Крепостнический быт уходил в небытие, но уходил медленно, мучительно, и петербургское «образованное общество» в порыве благородного нетерпения торопило его неминуемую кончину.

Пока комиссия по крестьянской реформе завершала работу, общество объявило войну всем предрассудкам, традициям, моральным устоям крепостнической эпохи. Общество восставало не только против господства помещиков над крестьянами, но и против всякого господства: начальников над подчиненными, родителей над детьми, мужчин над женщинами, нерасторжимого церковного брака над истинной любовью, формализма и казенщины — над свободным волеизъявлением личности. Слово «свобода» на все лады склонялось в великосветских петербургских гостиных, в литературных салонах и особенно в молодежных кружках, хотя в него и вкладывали самое разное содержание.

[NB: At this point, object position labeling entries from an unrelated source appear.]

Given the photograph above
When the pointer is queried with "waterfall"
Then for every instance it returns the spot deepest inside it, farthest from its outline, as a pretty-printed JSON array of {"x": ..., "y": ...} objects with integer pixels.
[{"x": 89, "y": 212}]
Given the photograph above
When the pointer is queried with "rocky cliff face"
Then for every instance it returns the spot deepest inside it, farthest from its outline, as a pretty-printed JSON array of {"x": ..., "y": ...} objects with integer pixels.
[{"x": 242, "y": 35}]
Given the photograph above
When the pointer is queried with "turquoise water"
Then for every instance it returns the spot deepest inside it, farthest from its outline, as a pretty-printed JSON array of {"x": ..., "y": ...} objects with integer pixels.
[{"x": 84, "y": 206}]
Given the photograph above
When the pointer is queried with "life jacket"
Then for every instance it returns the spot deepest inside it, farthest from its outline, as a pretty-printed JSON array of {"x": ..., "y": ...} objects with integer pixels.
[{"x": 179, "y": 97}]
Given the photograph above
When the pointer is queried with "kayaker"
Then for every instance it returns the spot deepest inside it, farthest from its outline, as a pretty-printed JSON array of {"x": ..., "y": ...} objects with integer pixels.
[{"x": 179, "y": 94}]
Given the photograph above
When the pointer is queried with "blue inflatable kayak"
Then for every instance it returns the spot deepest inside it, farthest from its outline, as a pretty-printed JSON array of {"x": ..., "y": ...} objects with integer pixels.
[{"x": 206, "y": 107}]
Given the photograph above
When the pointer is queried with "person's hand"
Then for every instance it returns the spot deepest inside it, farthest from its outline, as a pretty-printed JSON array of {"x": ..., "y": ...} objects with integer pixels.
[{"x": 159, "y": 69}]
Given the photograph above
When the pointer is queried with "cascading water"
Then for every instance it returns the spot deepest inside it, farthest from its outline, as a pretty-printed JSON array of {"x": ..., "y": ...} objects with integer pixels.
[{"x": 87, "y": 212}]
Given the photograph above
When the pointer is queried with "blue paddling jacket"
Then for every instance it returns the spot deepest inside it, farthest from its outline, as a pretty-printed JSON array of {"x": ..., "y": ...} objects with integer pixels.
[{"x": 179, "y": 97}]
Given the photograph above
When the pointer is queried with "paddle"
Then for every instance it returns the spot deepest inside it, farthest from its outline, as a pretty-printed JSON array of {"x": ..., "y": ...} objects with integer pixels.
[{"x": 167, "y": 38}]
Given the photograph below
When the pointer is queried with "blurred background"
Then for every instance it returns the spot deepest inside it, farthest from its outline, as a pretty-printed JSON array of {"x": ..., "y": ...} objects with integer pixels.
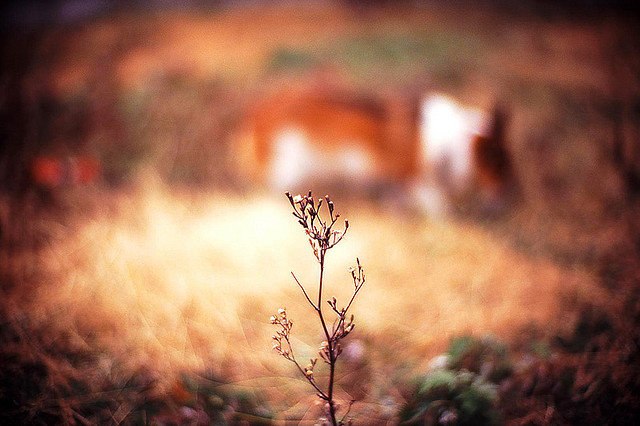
[{"x": 486, "y": 154}]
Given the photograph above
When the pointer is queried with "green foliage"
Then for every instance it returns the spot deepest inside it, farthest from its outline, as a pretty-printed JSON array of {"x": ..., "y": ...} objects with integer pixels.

Вырываясь правдами и неправдами из училища правоведения, Владимир Ковалевский прежде всего торопился к брату, у которого заставал кого-нибудь из его друзей-студентов. Он познакомился с Николаем Ножиным и бароном Стуартом (оба ушли из Александровского лицея, чтобы заняться естественными науками); с будущим физиком и физиологом Сергеем Ламанским; с артиллерийским офицером Павлом Якоби, решившим посвятить себя медицине: с братьями Игнатием, Николаем и Осипом Бакстами; с Евгением Михаэлисом, пока еще лицеистом, вознамерившимся перейти в университет...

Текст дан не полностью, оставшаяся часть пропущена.